Отто налил Нинке выпивки. Она решала мгновенье: остаться ли, – и решила остаться.
– Тысяча!
– Тысяча слева. Тысяча – раз! Тысяча – два!
– Тысятша сто, – сказал Отто просто так, неизвестно зачем: рубаха именинника не нужна ему была точно, демонстрировать финансовое свое благополучие он тоже, очевидно, не собирался.
– Господин Зауэр – тысяча сто. Тысяча сто – раз!
– Тысяча двести!
Юбиляр с голым, шерстью поросшим торсом, благодушно улыбаясь, следил за торгами с почетного своего места.
Отто поглядел на соседку с холодным любопытством:
– Хотите, я фс фыстафлю на аукцион? Авось соберете. Стартовую цену назнатшим три тысятши.
– Долларов? – поинтересовалась Нинка.
– О, да! – отозвался Отто. – Не сертитесь, но сами толшны понимать, тшто это несколько! тороковато. На Риппер-бан фам тали бы максимум! марок твести. Но сдесь собрались люти корячие, асартные. И не снают пока настоящей цены теньгам.
– Левый башмак юбиляра! – продолжал тамада аукцион.
– И что я должна делать с тем, кто меня купит?
– Если купят! – значительно выделил Отто первое слово и пожал плечами: – Могу только пообещать, тшто я фас приопретать не стану. И тшто все вырученные теньги перейдут фам. Пез куртажа. Сокласны?
Нинка выпила и кивнула.
– Две с половиной справа!
Отто встал, подошел к юбиляру, нашептал что-то тому на ухо, взглядом указывая на Нинку, юбиляр поманил склониться тамаду.

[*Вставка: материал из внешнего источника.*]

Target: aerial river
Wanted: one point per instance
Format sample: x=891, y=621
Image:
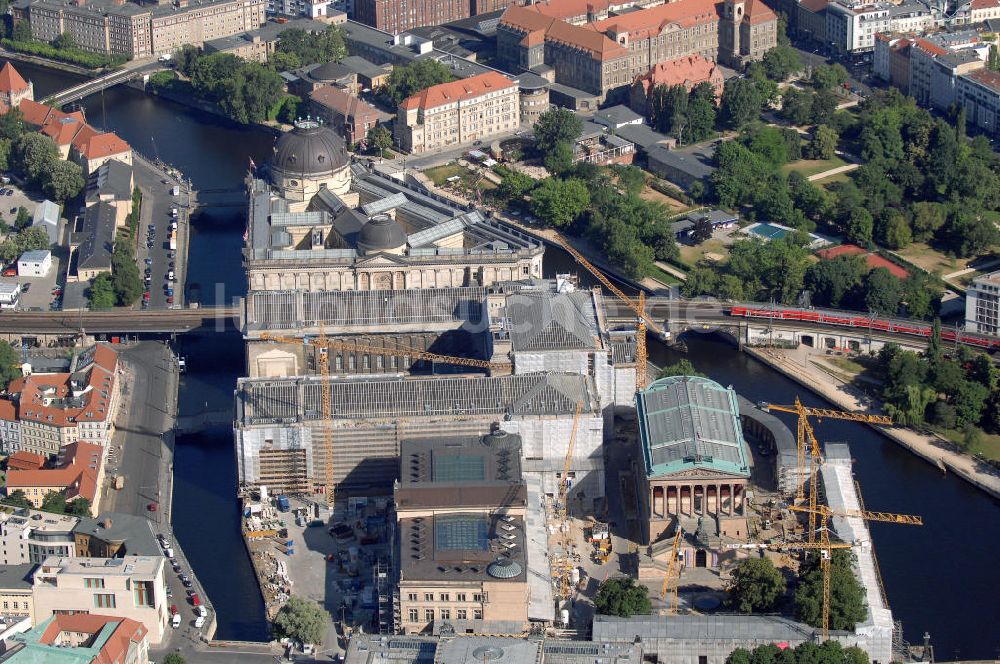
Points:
x=942, y=578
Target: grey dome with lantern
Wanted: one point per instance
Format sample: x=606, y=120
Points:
x=310, y=149
x=381, y=233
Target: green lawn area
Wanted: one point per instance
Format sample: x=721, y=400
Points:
x=809, y=167
x=663, y=276
x=692, y=255
x=988, y=444
x=440, y=174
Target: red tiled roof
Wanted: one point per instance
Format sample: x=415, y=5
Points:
x=11, y=80
x=78, y=475
x=466, y=88
x=539, y=27
x=873, y=260
x=986, y=77
x=127, y=631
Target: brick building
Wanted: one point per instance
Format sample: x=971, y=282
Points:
x=606, y=56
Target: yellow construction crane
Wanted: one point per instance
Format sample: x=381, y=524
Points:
x=564, y=566
x=645, y=321
x=671, y=563
x=826, y=547
x=806, y=438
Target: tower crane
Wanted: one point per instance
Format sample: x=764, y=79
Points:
x=671, y=563
x=639, y=308
x=826, y=547
x=806, y=438
x=564, y=567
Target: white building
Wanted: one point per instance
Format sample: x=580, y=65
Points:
x=34, y=263
x=9, y=295
x=982, y=305
x=130, y=587
x=47, y=216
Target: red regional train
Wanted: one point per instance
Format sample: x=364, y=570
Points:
x=857, y=320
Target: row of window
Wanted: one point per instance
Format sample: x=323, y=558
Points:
x=460, y=614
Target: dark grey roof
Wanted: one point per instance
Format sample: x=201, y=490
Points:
x=309, y=149
x=99, y=236
x=641, y=135
x=16, y=577
x=331, y=71
x=616, y=115
x=381, y=233
x=543, y=321
x=136, y=532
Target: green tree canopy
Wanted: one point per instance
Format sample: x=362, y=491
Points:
x=622, y=596
x=302, y=620
x=559, y=202
x=756, y=586
x=555, y=126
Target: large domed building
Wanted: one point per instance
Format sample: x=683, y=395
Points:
x=310, y=157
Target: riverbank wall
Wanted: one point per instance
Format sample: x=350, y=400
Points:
x=933, y=449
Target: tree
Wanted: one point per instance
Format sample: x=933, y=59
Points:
x=559, y=202
x=23, y=219
x=623, y=597
x=559, y=159
x=741, y=102
x=10, y=364
x=781, y=62
x=54, y=501
x=682, y=367
x=557, y=125
x=847, y=606
x=79, y=507
x=102, y=292
x=883, y=293
x=17, y=499
x=379, y=138
x=65, y=181
x=65, y=41
x=414, y=77
x=756, y=586
x=302, y=620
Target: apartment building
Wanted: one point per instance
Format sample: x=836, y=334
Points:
x=458, y=112
x=115, y=27
x=15, y=590
x=604, y=57
x=81, y=639
x=460, y=509
x=54, y=410
x=982, y=303
x=78, y=474
x=129, y=587
x=29, y=536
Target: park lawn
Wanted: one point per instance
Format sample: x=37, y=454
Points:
x=932, y=260
x=692, y=255
x=809, y=167
x=650, y=194
x=439, y=174
x=988, y=444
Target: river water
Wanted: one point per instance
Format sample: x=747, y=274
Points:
x=942, y=578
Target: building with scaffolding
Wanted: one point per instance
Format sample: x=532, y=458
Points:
x=461, y=551
x=695, y=464
x=280, y=420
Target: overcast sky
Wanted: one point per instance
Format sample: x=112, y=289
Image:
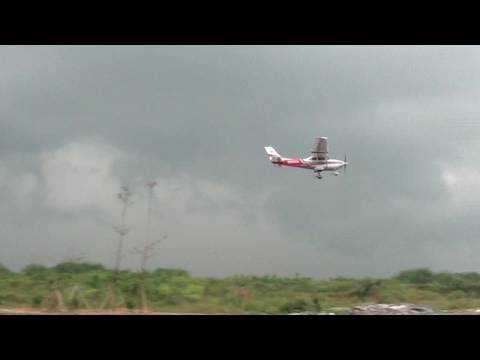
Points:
x=78, y=122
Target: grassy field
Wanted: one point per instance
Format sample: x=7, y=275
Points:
x=76, y=285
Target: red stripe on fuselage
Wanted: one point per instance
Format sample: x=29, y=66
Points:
x=294, y=163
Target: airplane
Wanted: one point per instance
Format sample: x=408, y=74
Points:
x=318, y=161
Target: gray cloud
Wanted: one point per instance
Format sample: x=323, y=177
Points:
x=76, y=122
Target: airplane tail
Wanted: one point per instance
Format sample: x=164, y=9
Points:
x=273, y=155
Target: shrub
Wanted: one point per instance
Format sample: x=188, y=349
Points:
x=416, y=276
x=297, y=305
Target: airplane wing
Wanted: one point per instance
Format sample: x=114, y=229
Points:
x=320, y=150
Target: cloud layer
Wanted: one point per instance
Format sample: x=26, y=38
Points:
x=78, y=122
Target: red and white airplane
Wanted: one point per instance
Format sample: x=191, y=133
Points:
x=318, y=161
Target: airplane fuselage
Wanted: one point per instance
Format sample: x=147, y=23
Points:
x=330, y=164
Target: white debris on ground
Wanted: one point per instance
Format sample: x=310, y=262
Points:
x=392, y=309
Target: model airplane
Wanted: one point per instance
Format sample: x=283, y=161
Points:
x=318, y=161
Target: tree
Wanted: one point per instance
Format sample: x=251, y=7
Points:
x=122, y=231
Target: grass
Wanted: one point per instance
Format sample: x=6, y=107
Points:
x=87, y=286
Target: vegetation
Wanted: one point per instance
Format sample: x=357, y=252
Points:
x=81, y=285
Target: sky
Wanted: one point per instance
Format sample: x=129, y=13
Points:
x=79, y=122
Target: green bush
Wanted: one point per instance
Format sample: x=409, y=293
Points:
x=297, y=305
x=73, y=267
x=4, y=269
x=416, y=276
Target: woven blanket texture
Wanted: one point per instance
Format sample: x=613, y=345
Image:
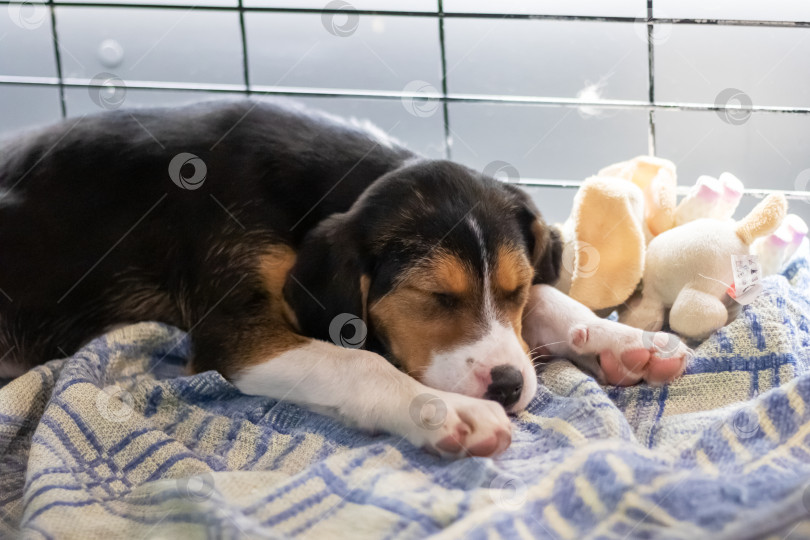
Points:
x=118, y=442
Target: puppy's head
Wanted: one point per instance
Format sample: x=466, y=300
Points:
x=437, y=261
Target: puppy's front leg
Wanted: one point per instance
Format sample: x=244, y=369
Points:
x=363, y=389
x=556, y=324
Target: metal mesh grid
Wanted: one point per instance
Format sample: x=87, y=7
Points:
x=651, y=105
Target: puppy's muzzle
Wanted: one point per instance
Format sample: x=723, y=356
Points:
x=506, y=385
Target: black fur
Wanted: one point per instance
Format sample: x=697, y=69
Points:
x=93, y=232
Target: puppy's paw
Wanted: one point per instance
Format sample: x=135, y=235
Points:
x=453, y=425
x=628, y=355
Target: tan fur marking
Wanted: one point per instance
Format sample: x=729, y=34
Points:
x=448, y=273
x=277, y=332
x=412, y=335
x=274, y=266
x=512, y=270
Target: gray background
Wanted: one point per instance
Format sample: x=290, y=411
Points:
x=516, y=84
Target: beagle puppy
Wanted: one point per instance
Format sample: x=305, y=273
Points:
x=311, y=260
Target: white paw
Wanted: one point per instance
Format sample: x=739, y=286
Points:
x=628, y=355
x=454, y=425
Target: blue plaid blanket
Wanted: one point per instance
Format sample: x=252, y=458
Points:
x=117, y=442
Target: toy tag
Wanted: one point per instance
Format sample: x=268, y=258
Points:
x=747, y=273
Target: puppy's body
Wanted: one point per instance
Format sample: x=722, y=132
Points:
x=302, y=228
x=74, y=192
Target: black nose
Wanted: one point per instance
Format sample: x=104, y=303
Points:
x=506, y=385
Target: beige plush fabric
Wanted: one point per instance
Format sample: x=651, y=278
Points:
x=606, y=261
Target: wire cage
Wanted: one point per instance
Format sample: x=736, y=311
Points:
x=540, y=93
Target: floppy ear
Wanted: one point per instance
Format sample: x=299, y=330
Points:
x=543, y=242
x=546, y=252
x=327, y=286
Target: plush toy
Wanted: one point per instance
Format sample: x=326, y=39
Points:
x=615, y=214
x=689, y=270
x=627, y=245
x=604, y=243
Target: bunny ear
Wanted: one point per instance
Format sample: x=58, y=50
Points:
x=606, y=256
x=763, y=219
x=657, y=179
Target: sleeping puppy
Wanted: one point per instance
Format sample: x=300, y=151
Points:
x=310, y=260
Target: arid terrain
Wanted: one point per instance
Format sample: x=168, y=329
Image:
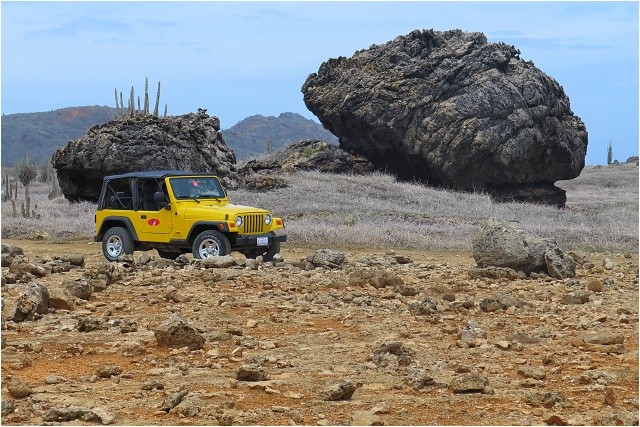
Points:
x=422, y=342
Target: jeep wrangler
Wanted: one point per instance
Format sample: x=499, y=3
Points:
x=176, y=212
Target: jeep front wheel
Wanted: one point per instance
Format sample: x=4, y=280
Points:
x=210, y=243
x=116, y=242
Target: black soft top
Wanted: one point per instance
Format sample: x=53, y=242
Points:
x=153, y=174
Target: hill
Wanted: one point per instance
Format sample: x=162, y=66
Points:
x=39, y=135
x=250, y=137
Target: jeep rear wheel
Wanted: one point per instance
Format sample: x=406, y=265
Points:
x=210, y=243
x=168, y=254
x=116, y=242
x=273, y=250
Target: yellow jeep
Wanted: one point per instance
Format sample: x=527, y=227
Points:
x=177, y=212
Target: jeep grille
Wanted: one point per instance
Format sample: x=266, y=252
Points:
x=253, y=223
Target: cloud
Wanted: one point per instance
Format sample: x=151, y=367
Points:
x=82, y=26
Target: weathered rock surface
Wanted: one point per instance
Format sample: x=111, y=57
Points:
x=9, y=252
x=313, y=329
x=341, y=391
x=191, y=142
x=176, y=332
x=33, y=302
x=503, y=244
x=452, y=109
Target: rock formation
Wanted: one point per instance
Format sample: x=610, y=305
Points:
x=453, y=110
x=190, y=142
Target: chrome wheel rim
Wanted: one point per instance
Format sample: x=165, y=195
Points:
x=114, y=246
x=208, y=248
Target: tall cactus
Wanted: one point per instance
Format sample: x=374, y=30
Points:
x=155, y=110
x=146, y=96
x=132, y=102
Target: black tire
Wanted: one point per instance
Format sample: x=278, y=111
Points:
x=168, y=254
x=116, y=242
x=273, y=250
x=210, y=243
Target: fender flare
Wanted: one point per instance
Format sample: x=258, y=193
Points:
x=221, y=226
x=122, y=219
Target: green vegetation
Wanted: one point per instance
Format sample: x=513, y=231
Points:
x=131, y=105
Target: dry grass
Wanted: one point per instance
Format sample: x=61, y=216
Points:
x=327, y=210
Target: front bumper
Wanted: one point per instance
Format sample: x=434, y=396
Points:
x=244, y=241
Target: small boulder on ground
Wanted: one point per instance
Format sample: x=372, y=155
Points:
x=469, y=383
x=503, y=244
x=326, y=258
x=176, y=332
x=9, y=252
x=33, y=302
x=252, y=372
x=341, y=391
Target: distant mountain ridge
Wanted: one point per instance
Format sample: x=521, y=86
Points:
x=250, y=137
x=38, y=135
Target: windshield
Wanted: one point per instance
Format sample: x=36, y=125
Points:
x=200, y=187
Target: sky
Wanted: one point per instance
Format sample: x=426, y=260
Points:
x=238, y=59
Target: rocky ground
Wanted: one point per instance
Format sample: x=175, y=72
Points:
x=405, y=338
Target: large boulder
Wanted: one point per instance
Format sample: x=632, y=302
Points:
x=190, y=142
x=453, y=110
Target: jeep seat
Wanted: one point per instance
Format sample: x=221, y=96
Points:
x=148, y=202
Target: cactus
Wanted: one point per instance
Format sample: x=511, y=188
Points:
x=6, y=194
x=55, y=188
x=155, y=110
x=269, y=145
x=132, y=103
x=117, y=107
x=131, y=109
x=146, y=96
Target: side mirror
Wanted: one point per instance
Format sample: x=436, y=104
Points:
x=161, y=201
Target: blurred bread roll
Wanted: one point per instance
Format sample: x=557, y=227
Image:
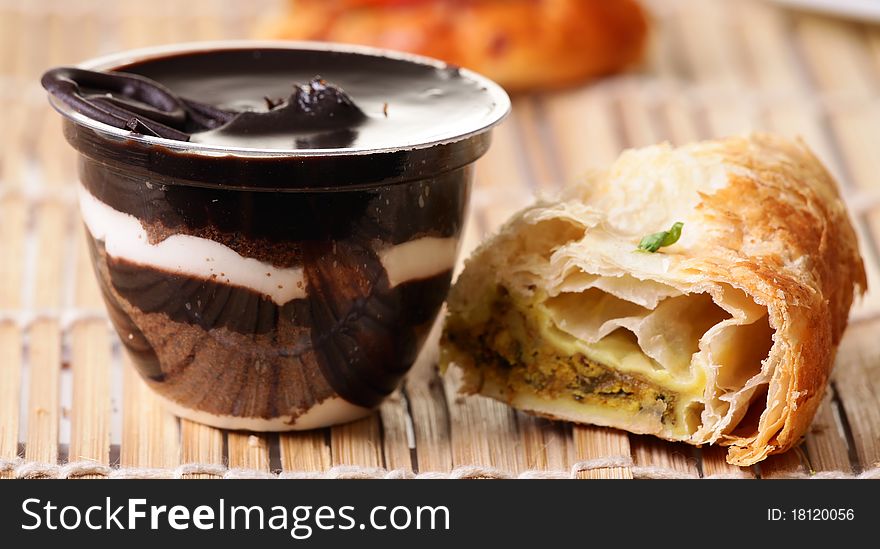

– На аукцион выставляется, – провозгласил последний, когда выпрямился, – любовница юбиляра, – и, повернувшись к Нинке, сделал жест шпрехшталмейстера. – Прошу!
Нинка вздернула голову и, принцесса-принцессою, зашагала к перекладине буквы П.
– Блюдо! – крикнул крутой-молодой и утолил недоумение возникшего метрдотеля: – Блюдо под даму!
Очистили место, появилось большое фарфоровое блюдо, Нинка, подсаженная, взлетела, стала в его центр. Кто-то подскочил, принялся обкладывать обвод зеленью, редиской. Какая откуда, высунулись мордочки любопытных подавальщиц.
– Стартовая цена, – провозгласил аукционер, – три тысячи долларов.
Возникла пауза.
– Раздеть бы, посмотреть товар! – хихикнув, высказал пожелание толстенький-лысенький.
Господи! Как Нинка была надменна!
Крутой-молодой встал, подошел к толстому-лысому, глянул, словно за грудки взял:
– Обойдемся без хамства.
– Да я чего? – испугался тот. – Я так, пошутил.
Инцидент слегка отрезвил компанию, и вот-вот, казалось, сомнительная затея рухнет. В сущности, именно молодой мог ее прекратить, но он спокойно вернулся на место и не менее спокойно произнес:
– Пять!
Снова повисла тишина. Девочки-подавальщицы зашлись в немом восторге, словно смотрели "Рабыню Изауру", даже аукционер не долбил свое: пять раз, пять – два!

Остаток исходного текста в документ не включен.